La memoria es frágil. Eso es casi una constante en la vida, pero quizás esté la posibilidad de abrazar por un instante los vacíos ante los cuales se permanece expectante, como ante visitas que tocan a la puerta y que uno solo sospecha que son próximas. Uno de esos vacíos es la infancia.
Uno de los recuerdos más vívidos que se poseen, cuando la pérdida te abre los ojos. Por ejemplo, la sensación de que tus padres no estarán ahí por siempre, o la despedida de alguien especial que ni siquiera alcanza a florecer como tal, sino que únicamente en su fuga. No se sabe quién deja a quién, quién fue el gran prófugo. Ese es el desgarro más importante.
Estamos llenos de esa separación, en ella se piensa, en ella el dolor se vuelve ciencia, allí se puede vivir de nuevo. Entonces, ese sentimiento comienza a doler, pero lo poseemos como nuestro, así comienza la perdida de la inocencia. Sin ese dolor, sin ese exilio, simplemente no estaríamos aquí.

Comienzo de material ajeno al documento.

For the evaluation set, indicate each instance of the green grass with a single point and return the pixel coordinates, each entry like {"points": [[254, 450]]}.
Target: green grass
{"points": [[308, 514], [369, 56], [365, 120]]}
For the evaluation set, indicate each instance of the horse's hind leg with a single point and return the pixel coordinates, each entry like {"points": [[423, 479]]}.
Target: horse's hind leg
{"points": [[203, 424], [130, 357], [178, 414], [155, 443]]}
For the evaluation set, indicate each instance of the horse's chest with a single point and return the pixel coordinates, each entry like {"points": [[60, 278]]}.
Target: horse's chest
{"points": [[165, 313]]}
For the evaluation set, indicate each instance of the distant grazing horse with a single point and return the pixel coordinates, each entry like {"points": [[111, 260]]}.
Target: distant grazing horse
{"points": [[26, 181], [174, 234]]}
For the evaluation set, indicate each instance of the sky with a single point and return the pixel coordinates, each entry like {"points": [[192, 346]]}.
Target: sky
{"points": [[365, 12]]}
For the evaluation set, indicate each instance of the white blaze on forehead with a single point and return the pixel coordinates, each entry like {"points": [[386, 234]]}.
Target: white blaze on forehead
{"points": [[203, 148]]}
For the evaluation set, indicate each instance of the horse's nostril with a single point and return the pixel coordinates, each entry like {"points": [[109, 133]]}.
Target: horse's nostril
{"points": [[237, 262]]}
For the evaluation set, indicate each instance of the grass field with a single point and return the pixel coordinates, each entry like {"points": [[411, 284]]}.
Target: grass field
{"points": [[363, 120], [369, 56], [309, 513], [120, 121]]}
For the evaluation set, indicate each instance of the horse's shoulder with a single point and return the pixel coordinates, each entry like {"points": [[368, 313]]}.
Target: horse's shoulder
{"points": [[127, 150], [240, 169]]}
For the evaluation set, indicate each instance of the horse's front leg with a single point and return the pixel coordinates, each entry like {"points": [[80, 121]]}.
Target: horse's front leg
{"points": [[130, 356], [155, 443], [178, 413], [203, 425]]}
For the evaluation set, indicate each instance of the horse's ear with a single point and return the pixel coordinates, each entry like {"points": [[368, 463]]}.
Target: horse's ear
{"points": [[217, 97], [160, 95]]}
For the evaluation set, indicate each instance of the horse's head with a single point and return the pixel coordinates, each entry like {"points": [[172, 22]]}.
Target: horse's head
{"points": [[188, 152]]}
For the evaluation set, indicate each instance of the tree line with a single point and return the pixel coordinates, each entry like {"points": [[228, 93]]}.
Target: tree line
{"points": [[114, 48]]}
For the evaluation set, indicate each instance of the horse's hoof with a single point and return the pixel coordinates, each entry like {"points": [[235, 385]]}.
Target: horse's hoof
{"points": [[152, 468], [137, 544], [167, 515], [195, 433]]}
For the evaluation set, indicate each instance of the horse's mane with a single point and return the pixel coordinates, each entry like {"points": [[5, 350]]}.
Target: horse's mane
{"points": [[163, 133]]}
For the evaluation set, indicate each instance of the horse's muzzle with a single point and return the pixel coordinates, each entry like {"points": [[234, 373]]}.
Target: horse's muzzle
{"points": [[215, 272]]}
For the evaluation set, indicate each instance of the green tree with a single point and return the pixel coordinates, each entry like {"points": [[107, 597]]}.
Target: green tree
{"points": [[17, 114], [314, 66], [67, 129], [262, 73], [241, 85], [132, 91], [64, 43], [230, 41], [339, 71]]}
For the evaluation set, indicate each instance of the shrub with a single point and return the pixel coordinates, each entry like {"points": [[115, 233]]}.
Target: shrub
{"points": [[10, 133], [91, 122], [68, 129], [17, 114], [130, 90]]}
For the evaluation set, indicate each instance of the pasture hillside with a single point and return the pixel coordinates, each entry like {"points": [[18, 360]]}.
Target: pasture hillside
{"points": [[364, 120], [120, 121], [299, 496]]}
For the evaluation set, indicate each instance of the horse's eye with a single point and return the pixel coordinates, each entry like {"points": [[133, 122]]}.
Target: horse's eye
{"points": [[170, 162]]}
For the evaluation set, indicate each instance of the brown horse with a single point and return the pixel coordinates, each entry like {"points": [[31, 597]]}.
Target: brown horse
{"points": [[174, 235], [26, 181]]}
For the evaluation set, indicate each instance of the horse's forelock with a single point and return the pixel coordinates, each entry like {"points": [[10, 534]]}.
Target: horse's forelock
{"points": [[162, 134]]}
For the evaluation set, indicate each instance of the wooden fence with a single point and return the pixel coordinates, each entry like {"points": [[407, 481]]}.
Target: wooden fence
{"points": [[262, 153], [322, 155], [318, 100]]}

El pensar requiere su paraíso perdido. Sin embargo, al pasado no se le puede reprochar nada, excepto lo que nosotros mismos quisimos. Con el conocimiento, todo eso que quisimos y queremos adquiere su sombra. En ese dilema se crece.
Los otros, los amigos, aquellos que llenan tus expectativas. La familia comienza a volverse ese mito que vuela solo y hace de las suyas, mientras te sientes, en más de una ocasión, digno de la obra de tu supervivencia. Entonces te sientes orgulloso, por hacerlo a tu manera, y aprendes el rito que sin esa perdida y sin los entrañables personajes de tu ópera personal, no hubieras podido realizar.
Universalidad, trabajo, amor ¿Es ese el orgullo que buscas, aprendiz de ser humano? Y se supone que uno deba renacer y seguir llenando todos esos vacíos de algún tiempo remoto. Y, sin embargo, se continúa olvidando todo lo que se ha vivido, porque el olvido es inocencia. Nadie aguantaría la felicidad, porque, en el fondo, nadie quiere desaparecer.